Mail order business in the late 1800s (Tiffany's, Montgomery Ward, and Hammacher Schlemmer are good examples) led to state governments beginning to question the definition of "physical presence". The rise of the internet and e-commerce has only strengthened the position of state governments as merchants quickly and easily have access to a state population from anywhere in the US. This has all led to the sales tax management and filing process being that much more challenging.
What Is Nexus?
“Sufficient Physical Presence”, otherwise known as Nexus, is a legal term that relates to the requirements a business has to collect and pay their taxes in a state. Before the days of ecommerce, this was relatively straightforward. Now, states are finding new ways to collect taxes on sales and income from businesses selling their products and services virtually.
The US Supreme Court held in 1967 and 1992 that states should not collect taxes from sales if the retailer does not have a physical presence in the state. These two court cases should have been an end to the practice but states changed tactics.
To get around these rulings, states are replacing nexus with economic nexus. This is where they claim there are financial dealings within their state, even if there is no physical presence. Amazon is at particular risk. The company pays sales tax in 19 different states, though it only has a physical presence in a few. This is because of their affiliate systems, which some states, like New York, state creates an economic interest in their tax area.
Other states are applying their own unique definitions of economic nexus. This can make it difficult to know whether you are supposed to pay taxes or not.
Efforts To Bring Order To Chaos
The senate passed a bill in April 2013 that required all online retailers to collect and remit sales tax in states where they have more than a million dollar revenues. This would provide a single standard for all sales tax laws, which would make it easier for businesses.
There has also been a considerable effort to establish a Streamlined Sales and Use Tax Agreement.
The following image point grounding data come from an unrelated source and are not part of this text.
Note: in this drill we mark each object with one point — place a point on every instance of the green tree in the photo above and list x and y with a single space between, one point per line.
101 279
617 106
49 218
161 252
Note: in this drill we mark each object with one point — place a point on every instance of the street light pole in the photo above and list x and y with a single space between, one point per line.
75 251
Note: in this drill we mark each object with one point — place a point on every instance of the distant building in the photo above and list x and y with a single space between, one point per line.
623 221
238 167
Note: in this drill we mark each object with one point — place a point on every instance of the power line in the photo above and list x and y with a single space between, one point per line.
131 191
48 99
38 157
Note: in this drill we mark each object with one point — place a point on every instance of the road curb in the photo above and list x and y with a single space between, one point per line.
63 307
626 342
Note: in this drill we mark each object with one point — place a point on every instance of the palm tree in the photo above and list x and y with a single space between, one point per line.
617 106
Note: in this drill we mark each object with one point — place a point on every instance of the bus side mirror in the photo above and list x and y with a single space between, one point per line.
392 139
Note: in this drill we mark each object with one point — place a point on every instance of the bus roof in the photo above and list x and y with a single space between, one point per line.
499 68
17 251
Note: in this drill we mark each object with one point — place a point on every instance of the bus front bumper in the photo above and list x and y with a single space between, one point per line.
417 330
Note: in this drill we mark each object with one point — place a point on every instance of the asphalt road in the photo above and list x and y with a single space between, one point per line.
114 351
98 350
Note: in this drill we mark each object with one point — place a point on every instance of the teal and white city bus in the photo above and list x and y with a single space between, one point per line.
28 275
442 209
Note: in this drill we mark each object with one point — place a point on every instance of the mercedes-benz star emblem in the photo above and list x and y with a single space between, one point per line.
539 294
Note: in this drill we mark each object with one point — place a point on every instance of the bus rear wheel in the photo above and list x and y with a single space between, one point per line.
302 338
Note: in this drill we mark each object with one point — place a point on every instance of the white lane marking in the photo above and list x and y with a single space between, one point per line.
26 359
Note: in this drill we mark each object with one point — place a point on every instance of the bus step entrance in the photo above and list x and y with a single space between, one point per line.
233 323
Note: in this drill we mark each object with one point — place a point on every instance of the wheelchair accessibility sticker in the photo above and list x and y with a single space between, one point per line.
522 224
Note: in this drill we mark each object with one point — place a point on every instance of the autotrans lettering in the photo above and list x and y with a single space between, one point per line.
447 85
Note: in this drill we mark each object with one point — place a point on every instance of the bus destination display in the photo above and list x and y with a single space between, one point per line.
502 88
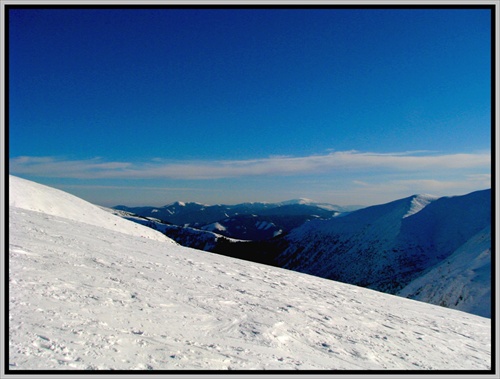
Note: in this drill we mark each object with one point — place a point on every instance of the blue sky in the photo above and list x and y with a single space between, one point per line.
347 106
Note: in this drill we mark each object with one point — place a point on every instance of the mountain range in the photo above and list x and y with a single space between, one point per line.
88 290
423 247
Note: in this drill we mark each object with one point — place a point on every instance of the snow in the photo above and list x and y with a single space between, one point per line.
25 194
462 281
87 295
419 202
214 227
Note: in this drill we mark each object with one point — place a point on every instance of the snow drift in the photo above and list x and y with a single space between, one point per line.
84 294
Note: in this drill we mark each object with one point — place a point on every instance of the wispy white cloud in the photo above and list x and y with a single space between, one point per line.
277 165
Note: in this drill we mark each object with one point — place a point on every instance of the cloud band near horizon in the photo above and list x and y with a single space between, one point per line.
98 168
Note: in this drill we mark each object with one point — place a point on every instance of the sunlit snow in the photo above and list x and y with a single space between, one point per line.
88 290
This would standardize and simplify state tax laws, making it easier for businesses to know what they were responsible for. Of the fifty US states; twenty-four have signed this agreement so far.
What Does Economic Nexus Mean For Your Business?
If your business operates in multiple states, especially if you sell products online, you need to be aware of all current and future state tax laws. Some of these will impact how you pay taxes and to whom.
If you don’t keep an eye on the state tax laws, you could end up paying a fine when you don’t file a sales tax return when you are supposed to. You should pay extra attention if you have stock being sold through an Amazon fulfillment scheme.
Economic Nexus is a tricky situation for your small business. It refers to the responsibilities of your business to pay taxes in states where it operates or sells its products; even if there is no physical presence. This can make it difficult for businesses to know what tax returns it must complete and requires you to pay special attention to all the tax requirements in another site.
To help you, you should also monitor changes to the tax requirements in each state you operate, to ensure you aren’t unnecessarily paying taxes to a state.
Have you been caught out by economic nexus? What economic nexus taxes do you pay?